Das von der Bundesregierung eingeführte Kurzarbeitergeld und die Stundung von Sozialversicherungsbeiträgen helfen laut Branchenkennern nur vereinzelt. Das musste auch Jürgen Gödecker erfahren, er betreibt eine Gebäude- und Büroreinigungsfirma in Karlsruhe und für seine Mitarbeiter hat er vor etwa vier Wochen Kurzarbeitergeld beantragt. Bislang hat sich noch niemand bei ihm gemeldet. "Von wegen schnelle Hilfe", sagt Gödecker. Sein Betrieb bekomme zwar noch Anfragen, hat aber durch die Krise etwa 80 Prozent seiner Aufträge verloren.
Hilfe kommt bei Arbeitnehmern nicht an
Dass Gebäudereiniger oft das Nachsehen haben, weil sie im Niedriglohnsektor arbeiten, kritisiert die Industriegewerkschaft Bauen-Agrar-Umwelt (IG BAU). Die Hilfen kämen bei den Arbeitnehmern häufig nicht an. In einer Pressemitteilung fordert die Gewerkschaft daher ein höheres Kurzarbeitergeld, wie es auch Bundesarbeitsminister Hubertus Heil (SPD) anpeilt.

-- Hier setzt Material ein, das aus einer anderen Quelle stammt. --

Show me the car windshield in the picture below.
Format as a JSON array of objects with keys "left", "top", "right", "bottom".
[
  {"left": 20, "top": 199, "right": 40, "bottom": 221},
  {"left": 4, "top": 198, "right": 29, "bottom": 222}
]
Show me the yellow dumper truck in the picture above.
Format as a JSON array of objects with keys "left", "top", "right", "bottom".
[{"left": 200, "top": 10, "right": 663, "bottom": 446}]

Beim Branchenriesen Piepenbrock aus Osnabrück ruhen ebenfalls viele Aufträge. Sowohl in Teilen der Niederlassungen als auch in der Zentrale in Osnabrück meldete das Unternehmen Kurzarbeit an. Arbeiten im Gesundheitsbereich sind bei Piepenbrock derzeit von "erheblicher Bedeutung" und erfahren eine hohe Wertschätzung, wie Sprecher Steffen Menkhaus sagt.
Auch bei Wisag, eine der größeren Reinigungsfirmen in Deutschland, entstehen nach Unternehmensangaben im Gesundheitsbereich neue Aufträge. Die fehlende Arbeit in Schulen und Kitas mache sich dennoch bemerkbar: Um Reinigungskräfte aus der Kurzarbeit herauszuhalten, werden diese teils bei Arbeiten in der Logistik, im Einzelhandel oder als Erntehelfer eingesetzt, wie eine Sprecherin sagt.

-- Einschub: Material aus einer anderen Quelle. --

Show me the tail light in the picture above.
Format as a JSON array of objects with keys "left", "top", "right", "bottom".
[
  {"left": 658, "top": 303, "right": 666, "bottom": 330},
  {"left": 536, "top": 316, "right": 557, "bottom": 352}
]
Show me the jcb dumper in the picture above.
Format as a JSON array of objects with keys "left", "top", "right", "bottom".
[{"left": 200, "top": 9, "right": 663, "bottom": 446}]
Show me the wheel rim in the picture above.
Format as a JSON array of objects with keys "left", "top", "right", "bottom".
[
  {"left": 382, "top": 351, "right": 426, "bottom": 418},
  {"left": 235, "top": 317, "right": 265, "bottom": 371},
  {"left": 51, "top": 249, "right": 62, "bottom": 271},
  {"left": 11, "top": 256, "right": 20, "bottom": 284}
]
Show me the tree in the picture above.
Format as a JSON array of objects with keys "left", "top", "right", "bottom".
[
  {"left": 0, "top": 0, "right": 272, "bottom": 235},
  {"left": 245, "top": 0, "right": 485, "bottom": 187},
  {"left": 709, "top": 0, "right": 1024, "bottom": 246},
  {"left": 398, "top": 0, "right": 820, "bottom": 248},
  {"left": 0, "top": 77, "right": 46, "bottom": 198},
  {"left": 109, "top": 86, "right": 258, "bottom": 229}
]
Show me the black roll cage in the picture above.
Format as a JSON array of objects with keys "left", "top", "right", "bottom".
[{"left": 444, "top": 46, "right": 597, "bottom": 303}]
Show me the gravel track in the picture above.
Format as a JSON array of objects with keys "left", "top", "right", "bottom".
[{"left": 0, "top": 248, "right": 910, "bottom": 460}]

60 Prozent weniger Aufträge durch Corona
Eric Makiesse Eduardo von der EME Gebäudereinigung aus Stuttgart schätzt, dass etwa 60 Prozent seiner üblichen Reinigungsaufträge wegen der Corona-Krise wegfallen. Und Makiesse Eduardo ärgert sich über die hohen Preise, die zurzeit für Schutzmasken und Desinfektionsmittel verlangt werden: Kostete eine Maske vor der Krise vier Euro, sind es nun 15 bis 20. Jürgen Gödecker aus Karlsruhe wurde ein Liter Desinfektionsmittel für 40 Euro angeboten. Vor der Krise bezahlte er nach eigenen Angaben etwa acht Euro für 500 Milliliter.

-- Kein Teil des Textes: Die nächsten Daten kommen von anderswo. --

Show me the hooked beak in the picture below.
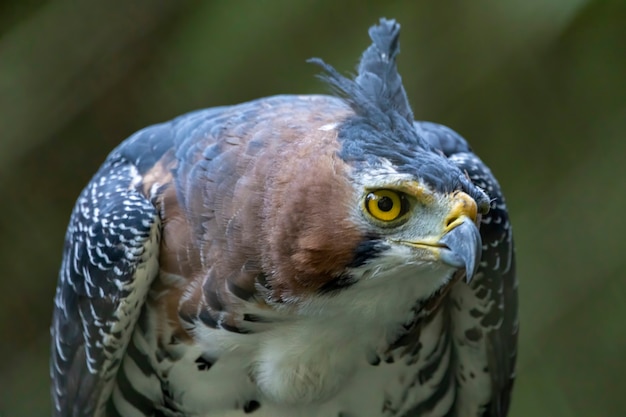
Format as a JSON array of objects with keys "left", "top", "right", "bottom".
[{"left": 438, "top": 216, "right": 482, "bottom": 282}]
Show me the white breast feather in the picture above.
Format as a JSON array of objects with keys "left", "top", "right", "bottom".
[{"left": 170, "top": 250, "right": 458, "bottom": 416}]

Wie lange halten die Firmen das durch? Darüber entscheidet laut dem Branchenverband nur der Faktor Zeit. Viele Beschäftigte seien bereits in Kurzarbeit. "Über eine Kurzstrecke lässt sich ein Lockdown betriebswirtschaftlich verschmerzen, wird der wirtschaftliche Stillstand allerdings zum Marathon, dann wird es schwierig", sagt Thomas Dietrich vom Verband des Gebäudereinigerhandwerks.
Einen Lichtblick aber gibt es: Die Anerkennung steige, betont der Branchenverband und verweist auf eine selbst initiierte Umfrage des Meinungsforschungsinstitutes Forsa. Demnach halten 96 Prozent der Bürger die Arbeit der Gebäudereiniger für sehr wichtig oder wichtig. Und jeder Vierte findet sie wichtiger als vor der Krise. (dpa/ad)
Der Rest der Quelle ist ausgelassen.